【完結】失恋したら有名シェフが私を溺愛包囲網で包み込みます。



「何してるんだろうね、アイツ」

「さあね。 もうアイツになんて興味ないからどうでもいい」

 私たちが見たところ、ナンパしているようにも見える。

「あれは……ナンパだね」 

「うん、完全にナンパだね」

 セフレにもフラれてヤケになってるな、あれは。

「どうせセフレになってくれそうな人でも、探してるんじゃない」

 聖乃がそう言うから私はつい「だとしたらマジで最低だね」と言ってしまったが、聖乃はそれに合わすかのように「何言ってんの。
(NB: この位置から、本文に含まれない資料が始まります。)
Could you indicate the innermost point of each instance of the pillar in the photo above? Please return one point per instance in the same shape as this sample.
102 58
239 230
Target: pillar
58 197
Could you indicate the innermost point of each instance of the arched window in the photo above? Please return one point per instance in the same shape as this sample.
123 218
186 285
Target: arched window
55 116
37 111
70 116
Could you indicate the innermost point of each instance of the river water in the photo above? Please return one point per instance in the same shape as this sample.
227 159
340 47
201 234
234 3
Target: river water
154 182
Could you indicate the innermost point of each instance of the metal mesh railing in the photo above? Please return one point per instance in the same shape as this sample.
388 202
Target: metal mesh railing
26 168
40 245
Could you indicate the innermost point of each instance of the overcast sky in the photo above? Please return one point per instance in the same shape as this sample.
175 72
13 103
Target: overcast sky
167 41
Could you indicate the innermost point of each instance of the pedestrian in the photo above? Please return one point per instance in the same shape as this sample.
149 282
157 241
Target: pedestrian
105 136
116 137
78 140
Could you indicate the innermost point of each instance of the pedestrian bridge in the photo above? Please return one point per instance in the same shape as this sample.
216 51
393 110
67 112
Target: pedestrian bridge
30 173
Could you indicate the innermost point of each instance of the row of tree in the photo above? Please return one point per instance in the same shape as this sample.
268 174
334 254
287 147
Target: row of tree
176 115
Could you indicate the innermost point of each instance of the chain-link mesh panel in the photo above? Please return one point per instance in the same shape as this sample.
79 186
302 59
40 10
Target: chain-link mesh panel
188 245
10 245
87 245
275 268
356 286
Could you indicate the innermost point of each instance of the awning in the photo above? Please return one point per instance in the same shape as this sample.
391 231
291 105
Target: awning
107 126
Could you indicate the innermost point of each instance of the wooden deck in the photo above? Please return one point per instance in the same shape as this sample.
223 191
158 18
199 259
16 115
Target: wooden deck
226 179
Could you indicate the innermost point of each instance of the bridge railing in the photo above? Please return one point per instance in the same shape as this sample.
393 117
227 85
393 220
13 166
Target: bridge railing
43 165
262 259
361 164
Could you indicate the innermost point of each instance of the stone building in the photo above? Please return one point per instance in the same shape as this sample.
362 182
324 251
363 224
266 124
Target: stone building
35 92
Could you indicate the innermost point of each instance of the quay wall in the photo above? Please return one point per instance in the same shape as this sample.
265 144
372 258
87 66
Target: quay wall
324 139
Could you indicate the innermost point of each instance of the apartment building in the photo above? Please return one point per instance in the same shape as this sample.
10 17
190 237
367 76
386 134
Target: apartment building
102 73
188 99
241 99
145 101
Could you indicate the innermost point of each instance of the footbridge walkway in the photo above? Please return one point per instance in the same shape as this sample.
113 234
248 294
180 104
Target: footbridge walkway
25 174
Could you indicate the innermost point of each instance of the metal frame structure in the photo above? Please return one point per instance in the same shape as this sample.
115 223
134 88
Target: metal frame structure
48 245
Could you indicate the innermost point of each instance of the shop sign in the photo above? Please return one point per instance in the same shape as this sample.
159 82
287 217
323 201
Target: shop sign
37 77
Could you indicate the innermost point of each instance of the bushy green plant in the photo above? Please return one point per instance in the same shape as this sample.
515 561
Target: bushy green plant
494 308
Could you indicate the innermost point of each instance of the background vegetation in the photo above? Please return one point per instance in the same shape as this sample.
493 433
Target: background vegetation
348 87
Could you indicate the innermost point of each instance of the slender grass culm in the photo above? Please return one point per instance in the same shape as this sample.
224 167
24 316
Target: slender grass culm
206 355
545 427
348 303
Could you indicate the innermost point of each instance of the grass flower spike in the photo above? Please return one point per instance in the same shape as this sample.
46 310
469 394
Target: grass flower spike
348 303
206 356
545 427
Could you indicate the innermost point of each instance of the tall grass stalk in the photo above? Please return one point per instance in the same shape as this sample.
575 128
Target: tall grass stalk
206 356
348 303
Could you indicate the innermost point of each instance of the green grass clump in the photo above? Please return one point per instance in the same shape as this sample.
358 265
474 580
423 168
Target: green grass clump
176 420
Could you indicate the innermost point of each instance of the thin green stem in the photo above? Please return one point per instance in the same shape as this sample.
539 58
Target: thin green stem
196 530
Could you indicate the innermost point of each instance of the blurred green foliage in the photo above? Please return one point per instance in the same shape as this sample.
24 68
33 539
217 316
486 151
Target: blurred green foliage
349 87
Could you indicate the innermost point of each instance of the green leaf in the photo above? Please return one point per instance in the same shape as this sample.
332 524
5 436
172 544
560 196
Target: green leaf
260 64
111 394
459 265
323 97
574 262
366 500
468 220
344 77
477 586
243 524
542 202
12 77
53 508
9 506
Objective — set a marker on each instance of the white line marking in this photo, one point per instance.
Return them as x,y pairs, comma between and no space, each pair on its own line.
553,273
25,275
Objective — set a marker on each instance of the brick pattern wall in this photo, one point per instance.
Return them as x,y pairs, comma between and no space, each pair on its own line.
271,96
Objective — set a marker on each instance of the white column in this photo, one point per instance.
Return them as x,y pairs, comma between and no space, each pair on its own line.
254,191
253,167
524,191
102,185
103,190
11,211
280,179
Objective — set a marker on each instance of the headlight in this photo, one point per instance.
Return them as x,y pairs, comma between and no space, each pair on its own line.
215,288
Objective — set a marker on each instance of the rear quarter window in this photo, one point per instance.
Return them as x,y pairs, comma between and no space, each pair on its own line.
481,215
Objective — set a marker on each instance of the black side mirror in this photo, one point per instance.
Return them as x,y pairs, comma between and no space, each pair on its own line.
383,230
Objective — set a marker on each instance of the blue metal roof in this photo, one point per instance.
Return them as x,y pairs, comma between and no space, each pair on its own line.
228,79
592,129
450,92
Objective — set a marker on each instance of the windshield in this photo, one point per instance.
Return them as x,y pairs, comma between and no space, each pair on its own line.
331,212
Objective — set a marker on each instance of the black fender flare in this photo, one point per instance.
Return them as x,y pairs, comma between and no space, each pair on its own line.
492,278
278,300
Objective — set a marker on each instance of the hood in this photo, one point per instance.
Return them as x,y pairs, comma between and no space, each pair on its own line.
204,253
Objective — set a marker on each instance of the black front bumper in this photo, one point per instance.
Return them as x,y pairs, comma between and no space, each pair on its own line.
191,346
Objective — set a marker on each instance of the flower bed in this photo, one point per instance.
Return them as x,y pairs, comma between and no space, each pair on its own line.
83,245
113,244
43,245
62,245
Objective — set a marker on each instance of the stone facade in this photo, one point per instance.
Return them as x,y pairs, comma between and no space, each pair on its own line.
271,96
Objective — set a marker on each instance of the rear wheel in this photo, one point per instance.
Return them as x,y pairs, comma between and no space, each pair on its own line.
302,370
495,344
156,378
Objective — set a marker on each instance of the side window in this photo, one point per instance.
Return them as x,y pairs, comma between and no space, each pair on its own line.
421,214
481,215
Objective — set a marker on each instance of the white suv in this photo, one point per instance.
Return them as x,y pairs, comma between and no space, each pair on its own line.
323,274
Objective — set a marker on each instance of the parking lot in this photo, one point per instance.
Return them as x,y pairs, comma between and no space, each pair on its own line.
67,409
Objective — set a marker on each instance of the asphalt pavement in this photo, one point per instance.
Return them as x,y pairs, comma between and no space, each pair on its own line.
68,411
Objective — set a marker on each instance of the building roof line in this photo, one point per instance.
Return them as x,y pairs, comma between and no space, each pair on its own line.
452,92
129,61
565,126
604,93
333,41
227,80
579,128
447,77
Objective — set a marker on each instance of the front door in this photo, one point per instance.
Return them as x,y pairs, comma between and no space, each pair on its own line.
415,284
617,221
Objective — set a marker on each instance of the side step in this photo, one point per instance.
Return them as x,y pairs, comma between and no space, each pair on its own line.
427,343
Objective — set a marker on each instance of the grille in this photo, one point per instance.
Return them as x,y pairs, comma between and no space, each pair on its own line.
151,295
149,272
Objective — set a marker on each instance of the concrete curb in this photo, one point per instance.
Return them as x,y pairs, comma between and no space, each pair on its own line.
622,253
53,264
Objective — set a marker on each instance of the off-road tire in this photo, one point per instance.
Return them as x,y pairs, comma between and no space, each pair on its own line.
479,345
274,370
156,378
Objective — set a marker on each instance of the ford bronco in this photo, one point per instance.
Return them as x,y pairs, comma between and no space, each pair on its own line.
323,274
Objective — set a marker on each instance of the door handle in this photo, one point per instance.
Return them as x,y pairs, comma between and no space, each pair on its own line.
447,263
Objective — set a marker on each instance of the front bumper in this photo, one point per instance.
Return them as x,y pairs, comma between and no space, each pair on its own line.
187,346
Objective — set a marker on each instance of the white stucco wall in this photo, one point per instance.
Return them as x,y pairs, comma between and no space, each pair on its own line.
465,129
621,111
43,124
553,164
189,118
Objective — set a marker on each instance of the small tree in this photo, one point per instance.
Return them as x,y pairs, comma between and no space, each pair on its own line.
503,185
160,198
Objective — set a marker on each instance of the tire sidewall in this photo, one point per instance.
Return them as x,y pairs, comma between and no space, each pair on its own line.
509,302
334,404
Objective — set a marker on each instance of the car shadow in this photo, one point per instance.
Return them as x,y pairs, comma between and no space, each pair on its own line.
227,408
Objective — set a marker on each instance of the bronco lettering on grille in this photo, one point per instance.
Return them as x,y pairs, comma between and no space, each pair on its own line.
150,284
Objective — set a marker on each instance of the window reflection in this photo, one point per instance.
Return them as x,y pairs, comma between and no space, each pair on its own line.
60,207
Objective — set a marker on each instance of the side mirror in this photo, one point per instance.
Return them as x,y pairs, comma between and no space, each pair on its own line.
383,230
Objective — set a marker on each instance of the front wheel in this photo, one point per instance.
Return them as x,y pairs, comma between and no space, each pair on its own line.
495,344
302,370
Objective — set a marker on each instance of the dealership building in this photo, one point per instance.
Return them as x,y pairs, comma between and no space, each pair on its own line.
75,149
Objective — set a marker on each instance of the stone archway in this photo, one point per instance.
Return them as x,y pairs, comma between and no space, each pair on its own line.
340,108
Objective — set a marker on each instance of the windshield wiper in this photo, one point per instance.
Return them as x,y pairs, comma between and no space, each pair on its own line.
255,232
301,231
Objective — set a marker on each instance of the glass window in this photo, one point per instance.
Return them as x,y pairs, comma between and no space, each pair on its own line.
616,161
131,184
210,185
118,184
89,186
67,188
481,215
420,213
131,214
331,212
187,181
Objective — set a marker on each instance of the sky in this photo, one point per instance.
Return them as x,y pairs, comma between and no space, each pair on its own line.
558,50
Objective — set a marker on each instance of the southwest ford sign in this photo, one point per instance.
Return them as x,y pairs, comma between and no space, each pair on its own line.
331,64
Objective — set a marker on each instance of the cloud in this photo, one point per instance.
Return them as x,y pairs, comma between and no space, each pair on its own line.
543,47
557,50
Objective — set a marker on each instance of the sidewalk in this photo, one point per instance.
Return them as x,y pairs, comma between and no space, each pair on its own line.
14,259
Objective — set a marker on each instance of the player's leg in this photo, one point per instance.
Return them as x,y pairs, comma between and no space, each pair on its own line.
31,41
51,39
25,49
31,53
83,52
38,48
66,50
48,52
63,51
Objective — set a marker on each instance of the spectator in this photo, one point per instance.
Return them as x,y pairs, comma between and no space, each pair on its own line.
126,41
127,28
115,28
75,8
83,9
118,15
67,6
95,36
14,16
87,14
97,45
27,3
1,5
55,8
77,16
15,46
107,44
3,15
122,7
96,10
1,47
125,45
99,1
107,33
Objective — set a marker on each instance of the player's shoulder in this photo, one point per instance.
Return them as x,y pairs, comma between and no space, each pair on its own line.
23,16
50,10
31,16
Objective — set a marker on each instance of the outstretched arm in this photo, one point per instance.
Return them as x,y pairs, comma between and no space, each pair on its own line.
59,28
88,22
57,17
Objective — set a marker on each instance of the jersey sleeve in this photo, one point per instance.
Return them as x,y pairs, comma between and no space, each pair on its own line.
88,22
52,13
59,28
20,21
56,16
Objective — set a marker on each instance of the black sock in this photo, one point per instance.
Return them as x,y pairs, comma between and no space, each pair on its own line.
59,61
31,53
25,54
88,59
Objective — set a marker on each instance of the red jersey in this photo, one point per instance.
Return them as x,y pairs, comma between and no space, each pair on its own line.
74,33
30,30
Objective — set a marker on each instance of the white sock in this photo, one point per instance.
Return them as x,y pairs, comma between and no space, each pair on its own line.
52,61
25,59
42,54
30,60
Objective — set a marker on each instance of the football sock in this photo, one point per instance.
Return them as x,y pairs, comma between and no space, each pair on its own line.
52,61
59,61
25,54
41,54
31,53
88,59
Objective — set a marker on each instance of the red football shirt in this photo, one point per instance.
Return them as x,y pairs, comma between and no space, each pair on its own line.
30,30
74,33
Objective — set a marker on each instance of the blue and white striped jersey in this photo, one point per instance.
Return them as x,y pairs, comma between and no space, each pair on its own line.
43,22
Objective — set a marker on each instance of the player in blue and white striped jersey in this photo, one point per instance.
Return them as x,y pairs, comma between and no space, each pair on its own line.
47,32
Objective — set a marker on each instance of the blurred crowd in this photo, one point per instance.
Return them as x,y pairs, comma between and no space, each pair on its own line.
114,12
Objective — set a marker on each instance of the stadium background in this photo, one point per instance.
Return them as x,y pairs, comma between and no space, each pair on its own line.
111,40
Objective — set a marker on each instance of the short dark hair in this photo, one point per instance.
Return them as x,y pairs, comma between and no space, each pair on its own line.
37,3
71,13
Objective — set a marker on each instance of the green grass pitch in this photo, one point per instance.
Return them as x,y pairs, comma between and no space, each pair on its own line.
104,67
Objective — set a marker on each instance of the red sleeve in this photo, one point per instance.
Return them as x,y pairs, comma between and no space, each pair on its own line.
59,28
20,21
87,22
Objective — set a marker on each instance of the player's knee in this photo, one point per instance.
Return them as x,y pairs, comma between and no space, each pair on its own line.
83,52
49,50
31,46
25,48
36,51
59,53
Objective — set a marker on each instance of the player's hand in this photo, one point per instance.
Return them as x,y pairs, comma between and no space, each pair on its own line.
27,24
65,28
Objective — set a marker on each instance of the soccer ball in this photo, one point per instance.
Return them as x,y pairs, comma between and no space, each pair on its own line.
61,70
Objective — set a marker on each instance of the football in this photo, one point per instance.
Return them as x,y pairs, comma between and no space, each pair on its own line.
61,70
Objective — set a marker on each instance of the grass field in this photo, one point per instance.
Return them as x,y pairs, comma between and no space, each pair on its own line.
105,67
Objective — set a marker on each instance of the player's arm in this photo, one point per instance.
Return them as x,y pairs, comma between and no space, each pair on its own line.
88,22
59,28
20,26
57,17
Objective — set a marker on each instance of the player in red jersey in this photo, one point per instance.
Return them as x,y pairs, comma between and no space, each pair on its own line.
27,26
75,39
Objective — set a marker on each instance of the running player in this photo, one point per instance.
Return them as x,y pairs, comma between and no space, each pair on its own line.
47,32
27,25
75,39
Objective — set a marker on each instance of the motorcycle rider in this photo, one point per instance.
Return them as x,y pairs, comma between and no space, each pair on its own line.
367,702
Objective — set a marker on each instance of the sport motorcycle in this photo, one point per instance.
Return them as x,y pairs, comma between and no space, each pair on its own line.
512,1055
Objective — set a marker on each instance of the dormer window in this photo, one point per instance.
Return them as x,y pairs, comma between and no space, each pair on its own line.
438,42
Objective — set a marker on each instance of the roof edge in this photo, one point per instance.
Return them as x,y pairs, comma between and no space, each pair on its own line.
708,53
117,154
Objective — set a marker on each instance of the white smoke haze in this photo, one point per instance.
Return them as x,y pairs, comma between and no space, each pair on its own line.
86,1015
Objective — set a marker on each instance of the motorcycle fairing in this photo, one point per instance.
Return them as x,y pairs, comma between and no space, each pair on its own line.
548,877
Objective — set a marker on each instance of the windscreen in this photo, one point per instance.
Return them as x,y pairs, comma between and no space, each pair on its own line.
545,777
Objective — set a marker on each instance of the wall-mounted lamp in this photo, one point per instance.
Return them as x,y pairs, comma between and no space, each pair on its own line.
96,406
アイツは元々最低じゃん」と言ってくる。

「そうだね。 彼女いるのにセフレ作ってんだから、そりゃ浮気より質悪いに決まってるよね」

「セフレはね、質悪いね」

「うん、質悪い」

 なんか思い出しただけで胃がムカムカする。なんか腹立ってきた。

「アイツ、私たちには気付いてないね」

 離れた場所から龍樹の様子を伺っているが、私たちには全く気付く気配はない。

「いいんじゃない。気付かれたら気付かれたらでめんどくさいし、気付かれなくていいって」

 と聖乃が言うので私も「そうだね。あのまま私たちの前から消えてくれないかな」と言葉を交わす。

「にしてもさ、アイツナンパするのヘタだね」

「ね、ヘタすぎるね」

 どう見てもナンパは上手くいってないようだ。

「え。てかさ、どうやってセフレ捕まえたんだろうね」

「さあね。今さら知りたくもないって、そんなこと」

「それもそうか」 

 あーあ、本当に惨めで情けない。別れて大正解。